What are the skills that are most important for someone to succeed in Communications?
You have to be a strong writer! Strategic communications writing weaves in an analysis so that you're actually providing new information for stakeholders. In as few words as possible, you want to share that information and why it matters to them.
You also need to be a jack-of-all-trades. I value people who stay nimble and scrappy – no matter what level. Relationships are very important – treating people with respect trumps everything and is part of that relationship building.
In those critical moments when you're doing the big decision making, there are so many factors that are out of our control in the world of communications. A prior boss once told me that all we do all day long is to work to control the things that are out of our control. Gut instinct is really important. You're also doing so much traffic control because you're working to communicate wisely, strategic and timely.
Most importantly, you need to be able to have hard conversations and say things that might not be popular, but that's the only way you can actually be strategic and prepare your leadership for the crisis moments. I always look to poke holes so that I can shape the best narrative.
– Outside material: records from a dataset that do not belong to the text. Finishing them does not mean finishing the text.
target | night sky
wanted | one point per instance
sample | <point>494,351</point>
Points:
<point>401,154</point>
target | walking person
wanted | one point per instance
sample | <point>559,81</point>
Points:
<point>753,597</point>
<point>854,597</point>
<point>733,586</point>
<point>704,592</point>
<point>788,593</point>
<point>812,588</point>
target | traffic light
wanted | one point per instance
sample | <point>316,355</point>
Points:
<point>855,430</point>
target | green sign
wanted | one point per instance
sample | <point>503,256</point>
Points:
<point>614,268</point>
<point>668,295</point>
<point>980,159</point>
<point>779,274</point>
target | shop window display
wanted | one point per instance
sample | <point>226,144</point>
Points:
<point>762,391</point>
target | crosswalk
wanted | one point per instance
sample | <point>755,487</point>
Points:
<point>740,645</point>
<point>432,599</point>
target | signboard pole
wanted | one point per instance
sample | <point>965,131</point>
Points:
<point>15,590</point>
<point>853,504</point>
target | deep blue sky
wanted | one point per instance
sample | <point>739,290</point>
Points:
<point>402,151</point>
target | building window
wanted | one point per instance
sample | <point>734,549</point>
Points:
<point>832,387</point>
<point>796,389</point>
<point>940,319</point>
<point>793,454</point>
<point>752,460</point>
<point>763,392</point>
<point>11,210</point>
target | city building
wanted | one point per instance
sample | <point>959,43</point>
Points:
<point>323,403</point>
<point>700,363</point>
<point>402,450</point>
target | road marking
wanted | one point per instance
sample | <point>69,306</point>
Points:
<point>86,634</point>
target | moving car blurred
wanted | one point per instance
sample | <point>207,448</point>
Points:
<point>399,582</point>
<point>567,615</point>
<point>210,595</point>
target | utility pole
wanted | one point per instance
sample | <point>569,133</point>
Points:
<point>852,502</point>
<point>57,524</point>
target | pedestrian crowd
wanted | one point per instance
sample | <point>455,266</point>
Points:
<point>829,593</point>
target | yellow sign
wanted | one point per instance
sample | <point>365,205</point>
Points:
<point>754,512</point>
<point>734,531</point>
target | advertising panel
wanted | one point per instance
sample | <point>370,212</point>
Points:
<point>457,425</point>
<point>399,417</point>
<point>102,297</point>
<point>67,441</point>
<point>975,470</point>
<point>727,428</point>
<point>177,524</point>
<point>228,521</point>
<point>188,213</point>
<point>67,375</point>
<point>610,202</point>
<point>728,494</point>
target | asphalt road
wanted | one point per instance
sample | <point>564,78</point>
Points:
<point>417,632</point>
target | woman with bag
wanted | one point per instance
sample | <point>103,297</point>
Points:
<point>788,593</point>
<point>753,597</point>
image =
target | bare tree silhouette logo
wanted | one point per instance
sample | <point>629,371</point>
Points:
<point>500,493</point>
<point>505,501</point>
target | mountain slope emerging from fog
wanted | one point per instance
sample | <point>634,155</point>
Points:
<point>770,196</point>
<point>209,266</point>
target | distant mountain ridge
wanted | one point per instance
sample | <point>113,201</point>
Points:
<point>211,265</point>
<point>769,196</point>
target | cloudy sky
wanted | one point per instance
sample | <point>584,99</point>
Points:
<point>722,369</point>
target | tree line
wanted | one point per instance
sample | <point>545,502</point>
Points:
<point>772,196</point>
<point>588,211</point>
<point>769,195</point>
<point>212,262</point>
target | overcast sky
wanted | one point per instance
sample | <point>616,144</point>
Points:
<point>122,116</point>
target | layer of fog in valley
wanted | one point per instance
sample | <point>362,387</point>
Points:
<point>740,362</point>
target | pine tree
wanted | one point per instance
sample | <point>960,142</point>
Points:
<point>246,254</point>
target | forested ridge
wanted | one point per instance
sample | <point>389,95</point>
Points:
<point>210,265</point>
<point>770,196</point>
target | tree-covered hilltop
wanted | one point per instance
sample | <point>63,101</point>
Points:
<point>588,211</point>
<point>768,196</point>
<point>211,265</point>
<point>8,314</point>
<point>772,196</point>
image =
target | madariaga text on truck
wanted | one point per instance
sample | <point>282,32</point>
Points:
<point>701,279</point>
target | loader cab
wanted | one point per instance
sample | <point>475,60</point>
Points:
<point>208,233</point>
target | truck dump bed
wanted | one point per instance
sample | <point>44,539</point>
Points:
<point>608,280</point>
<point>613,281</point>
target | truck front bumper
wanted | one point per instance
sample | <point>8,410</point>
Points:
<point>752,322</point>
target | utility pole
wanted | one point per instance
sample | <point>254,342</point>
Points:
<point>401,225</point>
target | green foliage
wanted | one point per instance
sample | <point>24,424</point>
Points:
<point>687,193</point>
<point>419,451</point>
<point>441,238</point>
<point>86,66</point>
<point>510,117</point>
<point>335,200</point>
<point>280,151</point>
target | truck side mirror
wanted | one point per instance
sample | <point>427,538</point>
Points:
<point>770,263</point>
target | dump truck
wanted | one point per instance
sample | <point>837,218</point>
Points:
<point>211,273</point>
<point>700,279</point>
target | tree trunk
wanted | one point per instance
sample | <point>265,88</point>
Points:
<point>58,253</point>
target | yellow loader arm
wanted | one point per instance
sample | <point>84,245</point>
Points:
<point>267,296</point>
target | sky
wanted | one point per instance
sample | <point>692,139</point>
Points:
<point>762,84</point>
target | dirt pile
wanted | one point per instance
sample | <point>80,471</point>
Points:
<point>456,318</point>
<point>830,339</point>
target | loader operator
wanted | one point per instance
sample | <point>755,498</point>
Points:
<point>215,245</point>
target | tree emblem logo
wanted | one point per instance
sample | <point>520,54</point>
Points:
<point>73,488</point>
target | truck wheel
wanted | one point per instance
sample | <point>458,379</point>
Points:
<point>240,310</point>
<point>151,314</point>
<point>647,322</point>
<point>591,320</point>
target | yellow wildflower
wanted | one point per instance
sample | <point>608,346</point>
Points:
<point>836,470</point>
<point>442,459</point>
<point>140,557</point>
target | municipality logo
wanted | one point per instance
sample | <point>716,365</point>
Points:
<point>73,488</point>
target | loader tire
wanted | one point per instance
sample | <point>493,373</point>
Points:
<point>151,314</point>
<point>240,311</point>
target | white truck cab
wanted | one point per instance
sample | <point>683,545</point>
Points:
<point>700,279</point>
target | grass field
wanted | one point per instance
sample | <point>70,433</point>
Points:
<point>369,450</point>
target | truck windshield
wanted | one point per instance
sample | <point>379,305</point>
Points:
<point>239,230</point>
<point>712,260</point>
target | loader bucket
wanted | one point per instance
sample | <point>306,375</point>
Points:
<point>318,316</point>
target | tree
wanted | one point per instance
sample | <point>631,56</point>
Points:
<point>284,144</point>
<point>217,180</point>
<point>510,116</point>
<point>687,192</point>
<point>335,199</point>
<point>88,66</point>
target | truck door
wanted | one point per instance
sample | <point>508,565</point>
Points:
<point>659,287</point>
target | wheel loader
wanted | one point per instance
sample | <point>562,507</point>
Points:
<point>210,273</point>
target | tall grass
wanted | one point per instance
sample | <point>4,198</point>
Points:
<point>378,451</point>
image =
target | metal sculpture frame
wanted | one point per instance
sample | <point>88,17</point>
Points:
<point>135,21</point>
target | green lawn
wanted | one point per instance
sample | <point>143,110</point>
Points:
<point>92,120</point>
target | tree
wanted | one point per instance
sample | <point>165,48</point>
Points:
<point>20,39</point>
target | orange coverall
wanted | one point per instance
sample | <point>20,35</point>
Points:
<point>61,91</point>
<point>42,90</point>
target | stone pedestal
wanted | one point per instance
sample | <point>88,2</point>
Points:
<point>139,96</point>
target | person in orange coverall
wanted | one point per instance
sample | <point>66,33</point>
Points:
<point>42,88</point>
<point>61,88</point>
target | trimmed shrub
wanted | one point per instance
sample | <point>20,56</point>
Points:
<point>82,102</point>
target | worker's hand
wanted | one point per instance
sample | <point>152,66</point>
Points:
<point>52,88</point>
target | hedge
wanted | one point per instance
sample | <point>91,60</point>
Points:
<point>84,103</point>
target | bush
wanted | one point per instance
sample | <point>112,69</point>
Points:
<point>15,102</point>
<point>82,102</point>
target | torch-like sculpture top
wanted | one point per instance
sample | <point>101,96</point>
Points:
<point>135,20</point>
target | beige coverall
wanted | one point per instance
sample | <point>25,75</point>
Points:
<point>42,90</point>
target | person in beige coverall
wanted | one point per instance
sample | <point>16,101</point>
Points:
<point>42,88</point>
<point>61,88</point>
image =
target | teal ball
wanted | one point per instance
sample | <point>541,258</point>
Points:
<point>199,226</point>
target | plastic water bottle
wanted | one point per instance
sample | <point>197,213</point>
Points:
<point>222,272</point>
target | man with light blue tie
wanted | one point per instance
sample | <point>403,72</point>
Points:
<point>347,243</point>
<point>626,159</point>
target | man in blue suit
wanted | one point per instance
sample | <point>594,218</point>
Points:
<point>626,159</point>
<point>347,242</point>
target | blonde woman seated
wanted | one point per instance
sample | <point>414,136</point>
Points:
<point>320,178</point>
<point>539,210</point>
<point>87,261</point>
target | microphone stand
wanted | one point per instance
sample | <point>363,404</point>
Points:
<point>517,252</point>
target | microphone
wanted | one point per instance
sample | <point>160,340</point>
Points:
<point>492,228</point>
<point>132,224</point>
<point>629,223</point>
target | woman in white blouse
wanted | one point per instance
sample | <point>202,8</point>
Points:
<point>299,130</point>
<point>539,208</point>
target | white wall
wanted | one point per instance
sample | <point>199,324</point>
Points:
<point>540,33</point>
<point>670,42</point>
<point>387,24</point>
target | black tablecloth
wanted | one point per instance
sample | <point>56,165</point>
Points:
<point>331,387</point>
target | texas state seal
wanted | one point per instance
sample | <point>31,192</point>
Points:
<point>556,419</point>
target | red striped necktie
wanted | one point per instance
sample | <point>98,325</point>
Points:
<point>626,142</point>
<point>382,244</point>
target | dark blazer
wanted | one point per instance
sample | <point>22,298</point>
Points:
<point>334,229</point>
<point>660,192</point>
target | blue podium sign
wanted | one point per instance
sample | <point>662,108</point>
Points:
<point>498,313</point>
How do you continue learning about the field of Internal Communications?
Because communication is so fundamental to who we are as people, I appreciate learning about relationships. Lately, I’ve been listening to a lot of podcasts on these topics. Glennon Doyle’s “We Can Do Hard Things'' is my favorite. I actually just posted an appreciation message to this effect on LinkedIn, because more and more I feel like these topics have relevance in both personal and professional worlds. Glennon recently had Brene Brown on the show and they were talking about change, which is a huge focus of internal communications whether it's a re-org or a shift in priorities.
I also stay updated on the news with NPR One and The Daily from The New York Times. It’s important to stay informed in the work we lead and I love the hands-free aspect of apps and podcasts.
Last but not least, I just joined Chief, the women’s network. I’m excited and honored to be invited to join this robust community of female leaders. I’m really looking forward to learning from all of the great women in this group.